First and foremost, Lake George is a must stop. Large grass beds fill the lake where bass will be drawn to early in the year. Also, the lake is littered with brush piles and fallen trees that provide structure for large bass to live and feed in.
The same type of grass beds can be found as you move downstream from Lake George to the Palatka area and north towards Jacksonville. The further downstream you go, the more tidal waters come into play. Changing tides influence fish positioning and has to be considered when fishing for bass in Florida on this river. Tidal current will force larger bass to move from the grass to eddies and other protected areas that block the current.

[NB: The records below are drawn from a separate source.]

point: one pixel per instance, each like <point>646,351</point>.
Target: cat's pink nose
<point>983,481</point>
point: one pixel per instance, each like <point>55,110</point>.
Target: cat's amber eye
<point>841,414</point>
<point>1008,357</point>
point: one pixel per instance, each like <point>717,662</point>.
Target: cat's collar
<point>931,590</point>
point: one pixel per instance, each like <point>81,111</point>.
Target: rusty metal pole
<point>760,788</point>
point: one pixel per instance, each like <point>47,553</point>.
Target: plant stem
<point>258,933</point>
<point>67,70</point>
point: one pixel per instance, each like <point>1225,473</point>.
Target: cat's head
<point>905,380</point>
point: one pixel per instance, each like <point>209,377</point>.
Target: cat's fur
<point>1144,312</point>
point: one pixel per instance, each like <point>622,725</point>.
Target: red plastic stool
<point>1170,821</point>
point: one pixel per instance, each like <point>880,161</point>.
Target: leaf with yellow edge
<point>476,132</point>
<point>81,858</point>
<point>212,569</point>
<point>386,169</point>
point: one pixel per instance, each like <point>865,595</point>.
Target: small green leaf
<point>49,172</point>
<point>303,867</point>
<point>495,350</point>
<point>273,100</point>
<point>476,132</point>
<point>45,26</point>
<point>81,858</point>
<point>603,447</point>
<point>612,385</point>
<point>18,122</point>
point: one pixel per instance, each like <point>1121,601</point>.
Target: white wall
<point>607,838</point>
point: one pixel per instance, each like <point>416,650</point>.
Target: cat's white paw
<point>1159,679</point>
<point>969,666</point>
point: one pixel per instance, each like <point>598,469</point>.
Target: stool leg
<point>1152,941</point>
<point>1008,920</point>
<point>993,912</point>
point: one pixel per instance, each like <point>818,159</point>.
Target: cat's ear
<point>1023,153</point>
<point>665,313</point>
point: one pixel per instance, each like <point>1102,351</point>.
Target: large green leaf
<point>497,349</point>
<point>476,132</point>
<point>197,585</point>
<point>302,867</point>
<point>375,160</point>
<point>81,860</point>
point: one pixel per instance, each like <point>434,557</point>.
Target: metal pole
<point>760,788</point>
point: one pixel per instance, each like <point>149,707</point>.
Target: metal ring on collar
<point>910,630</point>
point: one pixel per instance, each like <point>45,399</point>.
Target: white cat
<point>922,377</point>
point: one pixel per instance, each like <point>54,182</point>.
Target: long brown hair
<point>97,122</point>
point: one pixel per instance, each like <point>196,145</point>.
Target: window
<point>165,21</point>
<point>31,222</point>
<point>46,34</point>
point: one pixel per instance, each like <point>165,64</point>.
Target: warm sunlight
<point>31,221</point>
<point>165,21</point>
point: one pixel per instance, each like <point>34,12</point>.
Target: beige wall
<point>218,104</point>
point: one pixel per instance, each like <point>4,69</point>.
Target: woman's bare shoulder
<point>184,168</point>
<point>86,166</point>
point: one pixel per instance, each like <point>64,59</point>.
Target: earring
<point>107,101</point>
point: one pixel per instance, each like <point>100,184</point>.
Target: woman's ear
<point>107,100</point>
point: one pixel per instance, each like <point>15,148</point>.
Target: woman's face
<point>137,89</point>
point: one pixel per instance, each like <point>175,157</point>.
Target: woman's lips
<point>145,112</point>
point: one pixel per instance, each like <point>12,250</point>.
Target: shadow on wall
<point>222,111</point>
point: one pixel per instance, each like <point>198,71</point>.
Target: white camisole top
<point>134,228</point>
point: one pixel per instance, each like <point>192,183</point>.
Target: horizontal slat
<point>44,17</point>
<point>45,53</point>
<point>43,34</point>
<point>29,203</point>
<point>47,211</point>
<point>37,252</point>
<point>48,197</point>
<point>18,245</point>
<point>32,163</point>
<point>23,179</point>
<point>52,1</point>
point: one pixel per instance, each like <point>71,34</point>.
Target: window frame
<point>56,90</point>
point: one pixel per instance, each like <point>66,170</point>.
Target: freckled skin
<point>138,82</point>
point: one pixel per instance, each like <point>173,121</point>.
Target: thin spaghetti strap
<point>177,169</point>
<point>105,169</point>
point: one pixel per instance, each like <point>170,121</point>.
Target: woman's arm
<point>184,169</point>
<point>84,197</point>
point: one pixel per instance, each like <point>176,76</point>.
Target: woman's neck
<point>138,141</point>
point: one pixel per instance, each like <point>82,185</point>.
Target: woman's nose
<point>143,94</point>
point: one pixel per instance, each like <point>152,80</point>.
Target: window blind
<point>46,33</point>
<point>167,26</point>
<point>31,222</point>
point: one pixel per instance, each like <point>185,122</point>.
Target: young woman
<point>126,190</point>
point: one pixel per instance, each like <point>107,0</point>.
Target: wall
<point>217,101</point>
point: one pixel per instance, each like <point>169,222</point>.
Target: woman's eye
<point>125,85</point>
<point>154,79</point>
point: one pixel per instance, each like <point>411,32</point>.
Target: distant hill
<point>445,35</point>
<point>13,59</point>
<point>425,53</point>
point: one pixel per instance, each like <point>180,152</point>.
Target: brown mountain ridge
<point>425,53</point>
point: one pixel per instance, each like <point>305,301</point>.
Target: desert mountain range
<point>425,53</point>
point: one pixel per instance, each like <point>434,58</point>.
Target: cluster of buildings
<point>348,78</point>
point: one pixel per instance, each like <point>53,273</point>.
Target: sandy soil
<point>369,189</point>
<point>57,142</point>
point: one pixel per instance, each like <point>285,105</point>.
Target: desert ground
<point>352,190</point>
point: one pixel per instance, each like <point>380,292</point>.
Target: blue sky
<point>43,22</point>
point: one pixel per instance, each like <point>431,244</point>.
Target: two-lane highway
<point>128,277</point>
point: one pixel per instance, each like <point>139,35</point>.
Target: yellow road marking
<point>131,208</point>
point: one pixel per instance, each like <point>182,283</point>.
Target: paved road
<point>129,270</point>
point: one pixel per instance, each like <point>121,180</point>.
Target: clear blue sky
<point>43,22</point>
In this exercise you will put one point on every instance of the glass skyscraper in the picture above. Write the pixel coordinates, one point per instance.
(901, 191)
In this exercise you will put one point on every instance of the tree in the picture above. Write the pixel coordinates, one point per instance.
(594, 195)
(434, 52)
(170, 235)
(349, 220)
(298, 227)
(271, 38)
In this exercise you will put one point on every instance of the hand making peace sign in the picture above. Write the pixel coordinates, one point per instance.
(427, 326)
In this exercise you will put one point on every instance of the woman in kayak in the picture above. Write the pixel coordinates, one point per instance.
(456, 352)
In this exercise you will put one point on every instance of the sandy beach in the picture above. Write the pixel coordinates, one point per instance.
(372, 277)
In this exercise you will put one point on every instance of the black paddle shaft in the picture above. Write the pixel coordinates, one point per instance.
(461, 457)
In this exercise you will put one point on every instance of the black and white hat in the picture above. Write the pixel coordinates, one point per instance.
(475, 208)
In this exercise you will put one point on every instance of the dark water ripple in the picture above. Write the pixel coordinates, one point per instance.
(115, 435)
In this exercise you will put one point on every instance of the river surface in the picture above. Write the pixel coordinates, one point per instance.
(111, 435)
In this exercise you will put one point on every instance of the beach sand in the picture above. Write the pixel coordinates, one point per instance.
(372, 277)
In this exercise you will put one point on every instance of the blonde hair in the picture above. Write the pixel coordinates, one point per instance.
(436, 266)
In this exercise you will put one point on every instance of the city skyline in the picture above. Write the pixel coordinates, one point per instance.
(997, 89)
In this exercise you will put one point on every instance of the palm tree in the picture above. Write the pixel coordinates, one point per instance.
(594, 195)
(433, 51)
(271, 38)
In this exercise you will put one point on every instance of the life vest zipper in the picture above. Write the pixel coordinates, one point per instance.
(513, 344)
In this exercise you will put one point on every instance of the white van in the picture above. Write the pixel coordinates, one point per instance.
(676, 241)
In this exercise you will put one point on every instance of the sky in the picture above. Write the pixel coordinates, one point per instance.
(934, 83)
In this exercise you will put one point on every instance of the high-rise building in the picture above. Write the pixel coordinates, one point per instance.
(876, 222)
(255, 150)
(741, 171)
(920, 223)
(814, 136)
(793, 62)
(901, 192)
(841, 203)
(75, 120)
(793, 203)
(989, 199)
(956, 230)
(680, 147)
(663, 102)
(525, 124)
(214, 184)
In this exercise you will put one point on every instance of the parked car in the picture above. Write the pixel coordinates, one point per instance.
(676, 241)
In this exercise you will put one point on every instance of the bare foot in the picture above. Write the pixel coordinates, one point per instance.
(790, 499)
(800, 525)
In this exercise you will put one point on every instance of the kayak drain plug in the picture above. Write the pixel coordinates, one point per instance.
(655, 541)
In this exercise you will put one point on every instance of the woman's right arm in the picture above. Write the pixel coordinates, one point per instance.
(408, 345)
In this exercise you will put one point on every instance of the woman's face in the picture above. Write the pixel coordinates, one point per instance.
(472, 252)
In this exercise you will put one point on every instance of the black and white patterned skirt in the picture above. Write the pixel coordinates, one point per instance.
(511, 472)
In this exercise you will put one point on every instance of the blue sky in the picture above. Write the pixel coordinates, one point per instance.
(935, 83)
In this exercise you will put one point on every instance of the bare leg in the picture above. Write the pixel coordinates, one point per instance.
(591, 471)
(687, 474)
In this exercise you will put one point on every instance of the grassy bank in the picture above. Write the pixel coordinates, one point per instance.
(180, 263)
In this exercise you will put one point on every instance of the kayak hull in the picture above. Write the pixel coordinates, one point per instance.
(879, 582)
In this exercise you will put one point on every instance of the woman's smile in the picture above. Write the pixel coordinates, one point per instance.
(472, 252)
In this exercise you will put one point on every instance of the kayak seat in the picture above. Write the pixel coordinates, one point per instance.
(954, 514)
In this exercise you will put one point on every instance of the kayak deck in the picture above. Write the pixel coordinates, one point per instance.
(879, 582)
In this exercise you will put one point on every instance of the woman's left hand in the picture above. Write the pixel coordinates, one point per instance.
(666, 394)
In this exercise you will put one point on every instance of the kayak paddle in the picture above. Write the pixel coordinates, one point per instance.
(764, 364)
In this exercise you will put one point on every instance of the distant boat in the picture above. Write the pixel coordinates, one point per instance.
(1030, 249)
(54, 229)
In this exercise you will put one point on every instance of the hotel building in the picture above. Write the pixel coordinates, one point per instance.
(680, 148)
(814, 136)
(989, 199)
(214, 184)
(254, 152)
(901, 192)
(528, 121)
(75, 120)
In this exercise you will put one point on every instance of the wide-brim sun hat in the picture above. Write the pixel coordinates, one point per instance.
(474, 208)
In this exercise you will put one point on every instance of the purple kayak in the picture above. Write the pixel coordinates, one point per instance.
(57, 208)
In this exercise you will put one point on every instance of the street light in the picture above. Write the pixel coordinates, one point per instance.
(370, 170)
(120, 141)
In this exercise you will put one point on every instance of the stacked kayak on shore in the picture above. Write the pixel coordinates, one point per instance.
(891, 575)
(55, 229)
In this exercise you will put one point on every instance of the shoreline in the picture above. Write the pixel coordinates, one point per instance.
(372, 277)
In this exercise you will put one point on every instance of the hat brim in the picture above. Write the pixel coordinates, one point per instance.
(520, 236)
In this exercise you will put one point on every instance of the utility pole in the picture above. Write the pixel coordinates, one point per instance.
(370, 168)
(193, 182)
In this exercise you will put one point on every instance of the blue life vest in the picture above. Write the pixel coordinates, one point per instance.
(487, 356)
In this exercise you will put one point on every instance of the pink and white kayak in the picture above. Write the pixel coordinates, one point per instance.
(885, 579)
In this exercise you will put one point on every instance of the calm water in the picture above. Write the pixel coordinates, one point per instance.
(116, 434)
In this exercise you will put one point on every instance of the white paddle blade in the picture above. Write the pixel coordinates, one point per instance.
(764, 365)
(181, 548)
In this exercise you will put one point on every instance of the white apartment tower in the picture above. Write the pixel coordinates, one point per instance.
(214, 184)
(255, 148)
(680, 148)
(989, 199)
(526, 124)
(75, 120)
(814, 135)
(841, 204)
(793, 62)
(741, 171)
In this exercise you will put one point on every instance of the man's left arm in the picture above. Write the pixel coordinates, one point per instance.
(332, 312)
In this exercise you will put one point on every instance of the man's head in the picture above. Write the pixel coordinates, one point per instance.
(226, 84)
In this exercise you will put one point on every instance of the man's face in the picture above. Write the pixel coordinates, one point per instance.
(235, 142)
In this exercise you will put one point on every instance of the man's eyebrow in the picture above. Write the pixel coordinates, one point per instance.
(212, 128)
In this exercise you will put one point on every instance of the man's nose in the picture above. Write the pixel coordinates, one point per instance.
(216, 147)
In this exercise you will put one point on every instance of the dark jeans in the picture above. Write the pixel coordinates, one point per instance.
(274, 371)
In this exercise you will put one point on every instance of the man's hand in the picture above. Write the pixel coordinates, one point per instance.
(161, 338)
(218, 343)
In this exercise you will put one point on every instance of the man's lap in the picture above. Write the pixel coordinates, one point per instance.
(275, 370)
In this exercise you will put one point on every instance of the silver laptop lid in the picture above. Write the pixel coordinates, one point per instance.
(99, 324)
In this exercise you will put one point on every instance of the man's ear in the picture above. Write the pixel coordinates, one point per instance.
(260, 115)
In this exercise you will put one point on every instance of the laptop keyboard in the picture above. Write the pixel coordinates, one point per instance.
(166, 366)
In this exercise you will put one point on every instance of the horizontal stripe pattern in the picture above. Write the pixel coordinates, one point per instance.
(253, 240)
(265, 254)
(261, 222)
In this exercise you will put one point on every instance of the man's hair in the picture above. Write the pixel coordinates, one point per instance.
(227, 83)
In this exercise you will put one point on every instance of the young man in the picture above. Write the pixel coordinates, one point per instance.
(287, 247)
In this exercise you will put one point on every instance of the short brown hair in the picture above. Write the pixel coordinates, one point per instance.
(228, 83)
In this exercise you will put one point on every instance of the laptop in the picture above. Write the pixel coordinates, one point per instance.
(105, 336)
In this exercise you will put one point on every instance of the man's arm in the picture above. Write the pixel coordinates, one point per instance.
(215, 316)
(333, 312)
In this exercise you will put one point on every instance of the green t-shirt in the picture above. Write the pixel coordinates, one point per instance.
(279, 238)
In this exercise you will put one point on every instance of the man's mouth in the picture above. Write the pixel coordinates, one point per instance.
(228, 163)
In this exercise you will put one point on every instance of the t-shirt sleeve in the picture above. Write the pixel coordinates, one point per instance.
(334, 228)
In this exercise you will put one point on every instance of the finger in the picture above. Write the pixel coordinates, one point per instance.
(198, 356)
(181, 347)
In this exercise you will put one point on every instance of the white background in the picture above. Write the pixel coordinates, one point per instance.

The biggest key on the St. Johns River is to take your time. Fish grass beds slow and deliberately. The same holds true when fishing structure in the river. Large bass are looking for big, easy meals, and often you have to drop a lure in front of them several times before getting a bite.
Largemouth bass in the St. Johns River can be caught on many of the Florida bass fishing classics. Here are the top five bass fishing lures to pack with you when fishing the river.
- Ribbon tail worms
- Soft stick baits
- Beaver-style creature baits
- Topwater prop baits
Standard colors like black/blue and junebug are staples for Florida bass. Flashy color spinnerbaits and dark-colored topwater prop baits like the River2Sea Whopper Plopper will all get the job done when fishing for bass in Florida.
Many places claim to be the bass fishing capital of the world. Few actually hold up to that title year after year. The St. Johns River is the exception. This bass fishing location in northeastern Florida has hundreds of miles of big bass waters where every cast could be the bite of a lifetime.